Prompt:
"Given a string s, find the length of the longest substring without repeating characters."
This problem gave me a few issues that made me realize the importance of solving a problem in comparison to solving it well. While the final submission ended up being incredibly inefficient (especially compared to the rest of the LeetCode community's runtimes for this problem), the problem was indeed solved and all test cases were passing. This isn't to say that the solution shouldn't be improved upon now that it "works", but rather that limiting your choices based on self-imposed requirements (in this case, not using nested for loops). But that's another matter entirely. On to the problem!

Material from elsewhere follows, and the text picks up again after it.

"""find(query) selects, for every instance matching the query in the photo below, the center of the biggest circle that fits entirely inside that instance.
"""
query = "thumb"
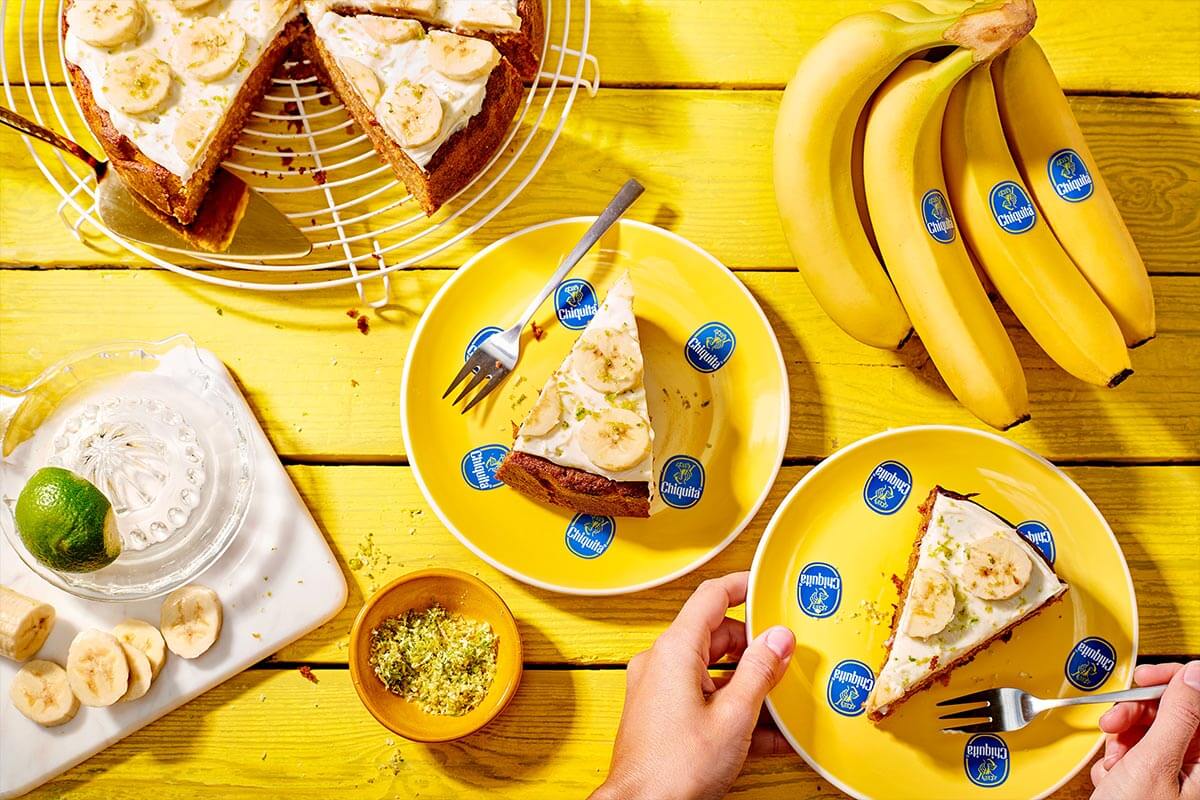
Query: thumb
(761, 667)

I initially tried to write a method that would use counters to iterate through the list, adding characters to a "used" list and cashing out on that list's length when a duplicate character was found. This method eventually became capable enough to pass around 40% of test cases (which, at the time, was the highest I'd gotten for the problem). Eventually it became clear that this method couldn't possibly work because it didn't check possible substrings, but rather checked based entirely upon position (thus ignoring substrings where the duplicated character isn't necessarily the next character in the string; e.g. "abac" would return 2 because it wouldn't consider "bac" after reaching the second "a").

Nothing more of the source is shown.